BLB ("Bag of Little Bootstraps") is a method to assess the quality of a statistical estimator based upon subsets of sample distributions. BLB is a variant of and solves the same class of problems as the general bootstrap. Unfortunately, the general bootstrap is a computationally demanding operation when given large data sets, and does not parallelize easily. BLB is an attractive alternative due to its its structural and computational properties which allow for much better parallelization. However, two obstacles exist to realizing this parallelism in practice. First, expressing the parallelism inherent in the algorithm requires quite different code depending on the platform (for example, multi-core with Cilk-aware compiler vs. GPU with CUDA or OpenCL vs. shared-nothing cloud computing with Spark or Hadoop). Second, even given the skeleton code for a particular platform, the specific estimator function being computed is different for each application, making it difficult to encapsulate the BLB pattern in a library. We apply the SEJITS technology (Selective Embedded Just-in-Time Specialization) to solve both problems: scientists can write applications in Python that make use of estimator functions also written in (a subset of) Python, and just-in-time code generation techniques are used to "lower" these functions to efficiency-level languages and inline them into an execution template optimized for each type of parallel platform; in this paper we focus on the multicore environment.

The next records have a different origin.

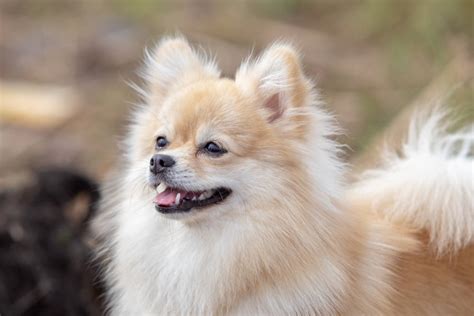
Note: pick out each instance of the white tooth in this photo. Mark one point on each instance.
(161, 187)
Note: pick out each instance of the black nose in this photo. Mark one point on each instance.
(158, 163)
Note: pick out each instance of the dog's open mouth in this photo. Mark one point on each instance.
(174, 200)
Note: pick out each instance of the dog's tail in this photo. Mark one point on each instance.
(429, 184)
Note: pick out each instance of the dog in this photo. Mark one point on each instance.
(232, 199)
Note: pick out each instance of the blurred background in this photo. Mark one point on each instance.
(64, 99)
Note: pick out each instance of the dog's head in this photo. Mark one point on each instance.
(211, 144)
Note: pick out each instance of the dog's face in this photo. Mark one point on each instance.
(211, 144)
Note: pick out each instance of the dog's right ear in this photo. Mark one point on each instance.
(174, 63)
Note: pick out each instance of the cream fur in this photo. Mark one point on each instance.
(292, 238)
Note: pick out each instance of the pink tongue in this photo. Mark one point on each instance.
(166, 198)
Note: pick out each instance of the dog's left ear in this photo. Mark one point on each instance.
(276, 79)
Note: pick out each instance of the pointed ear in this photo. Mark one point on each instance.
(173, 63)
(276, 79)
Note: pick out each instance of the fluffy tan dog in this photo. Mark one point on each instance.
(232, 199)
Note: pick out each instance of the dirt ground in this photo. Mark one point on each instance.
(370, 60)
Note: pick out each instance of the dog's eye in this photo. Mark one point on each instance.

The result is that Python applications that use BLB are source- and performance- portable, with performance comparable to hand-written code in low-level languages. We expect that code variants produced for the multicore environment can reasonably support data sets in the order of tens of gigabytes in size, and that variants for the cloud environment can support data sets in the order of terabytes in size. Preliminary results from a simple application of linear regression show a 13.6x speedup as a result of using 16 cores instead of 1 core, and this parallel performance was obtained by simply coding the linear estimator function in Python. Our runtime compiler (specializer) for BLB augments a growing family of such compilers that will ultimately allow Python applications to make use of generic computational patterns across different platforms.